Flip images in multiple directories for data augmentation with no effort

When preparing a dataset for training a neural network,
You would like to fully exploit that dataset to increase your network's accuracy as many papers provided evidence that some of these methods do improve the network's recognition ability,
Some of those methods are flipping the images horizontally and scaling the images, all while keeping the original images unscathed.


Picture from the oppenheimer's famous words video.

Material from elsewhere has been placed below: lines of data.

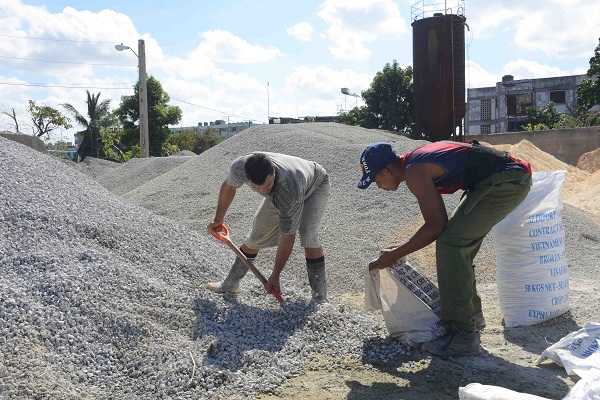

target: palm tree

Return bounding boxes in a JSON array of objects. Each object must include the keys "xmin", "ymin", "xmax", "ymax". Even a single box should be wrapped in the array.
[{"xmin": 61, "ymin": 90, "xmax": 110, "ymax": 160}]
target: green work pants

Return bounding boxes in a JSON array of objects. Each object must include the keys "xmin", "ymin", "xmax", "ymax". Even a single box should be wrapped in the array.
[{"xmin": 436, "ymin": 169, "xmax": 531, "ymax": 332}]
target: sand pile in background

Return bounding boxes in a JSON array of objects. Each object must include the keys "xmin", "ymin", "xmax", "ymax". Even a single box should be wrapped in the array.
[
  {"xmin": 577, "ymin": 149, "xmax": 600, "ymax": 173},
  {"xmin": 486, "ymin": 140, "xmax": 600, "ymax": 213}
]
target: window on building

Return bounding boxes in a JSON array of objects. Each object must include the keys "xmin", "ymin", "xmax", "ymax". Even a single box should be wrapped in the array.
[
  {"xmin": 480, "ymin": 99, "xmax": 492, "ymax": 121},
  {"xmin": 550, "ymin": 90, "xmax": 565, "ymax": 104},
  {"xmin": 506, "ymin": 92, "xmax": 533, "ymax": 117}
]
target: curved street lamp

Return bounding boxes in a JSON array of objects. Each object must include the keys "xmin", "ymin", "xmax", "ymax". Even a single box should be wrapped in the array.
[{"xmin": 115, "ymin": 39, "xmax": 150, "ymax": 158}]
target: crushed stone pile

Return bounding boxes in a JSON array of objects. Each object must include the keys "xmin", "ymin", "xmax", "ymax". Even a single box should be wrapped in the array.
[
  {"xmin": 0, "ymin": 123, "xmax": 600, "ymax": 399},
  {"xmin": 0, "ymin": 138, "xmax": 407, "ymax": 399}
]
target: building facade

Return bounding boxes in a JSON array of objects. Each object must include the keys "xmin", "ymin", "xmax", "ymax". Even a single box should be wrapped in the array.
[{"xmin": 465, "ymin": 74, "xmax": 588, "ymax": 135}]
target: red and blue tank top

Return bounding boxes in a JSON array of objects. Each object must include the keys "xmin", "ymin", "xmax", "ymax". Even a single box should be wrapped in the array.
[{"xmin": 402, "ymin": 141, "xmax": 531, "ymax": 194}]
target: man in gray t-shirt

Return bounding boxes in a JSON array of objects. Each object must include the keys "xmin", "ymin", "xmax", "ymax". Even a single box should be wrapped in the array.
[{"xmin": 207, "ymin": 153, "xmax": 330, "ymax": 302}]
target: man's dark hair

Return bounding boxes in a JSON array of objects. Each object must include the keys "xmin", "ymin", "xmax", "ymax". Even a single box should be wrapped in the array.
[{"xmin": 244, "ymin": 153, "xmax": 275, "ymax": 185}]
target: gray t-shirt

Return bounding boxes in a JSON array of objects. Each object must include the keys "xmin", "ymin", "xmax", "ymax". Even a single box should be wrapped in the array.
[{"xmin": 227, "ymin": 152, "xmax": 328, "ymax": 235}]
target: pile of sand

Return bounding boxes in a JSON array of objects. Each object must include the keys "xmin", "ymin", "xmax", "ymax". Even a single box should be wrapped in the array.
[{"xmin": 486, "ymin": 140, "xmax": 600, "ymax": 213}]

Assuming you are using linux or macOS,
First you will need to install graphics magick which is super simple sudo apt-get install graphicsmagick
we will use the mogrify function from graphics magic to flip and resize images.

import subprocess

def prepare_dataset():
    DIR_PARENTS = ['dir1/',
                                    'dir2/',
                                    'dir3/']
    for DIR_PARENT in DIR_PARENTS:
              DIR_TRAIN        = 'train/'
              DIR_VALIDATE = 'validate/'
              bashCommands = [[DIR_PARENT, 'mkdir orig'],
                                             [DIR_PARENT, 'cp -r ' + DIR_TRAIN + '. ' + 'orig'],
                                             [DIR_PARENT + DIR_TRAIN ,'gm mogrify -flop *'],
                                             [DIR_PARENT + DIR_TRAIN , 'for file in *; do mv "$file" "flipped_${file%.}" ; done'],
                                             [DIR_PARENT ,'mv orig/* '+ DIR_TRAIN +'.'],

                                             [DIR_PARENT, 'cp -r ' + DIR_VALIDATE + '. ' + 'orig'],

                                             [DIR_PARENT + DIR_VALIDATE ,'gm mogrify -flop *'],
                                           
                                             [DIR_PARENT + DIR_VALIDATE , 'for file in *; do mv "$file" "flipped_${file%.}" ; done'],

                                             [DIR_PARENT, 'cp -r ' + 'orig'+ '. ' + DIR_VALIDATE ],

                                             [DIR_PARENT + DIR_VALIDATE ,'gm mogrify -resize {}x{} *'.format(random.randint(360,640), random.randint(360,640))],

                                         
                                             [DIR_PARENT + DIR_VALIDATE , 'for file in *; do mv "$file" "resized_${file%.}" ; done'],

                                             [DIR_PARENT ,'mv orig/* '+ DIR_VALIDATE +'.'],

                                             [DIR_PARENT ,'rm -R orig']]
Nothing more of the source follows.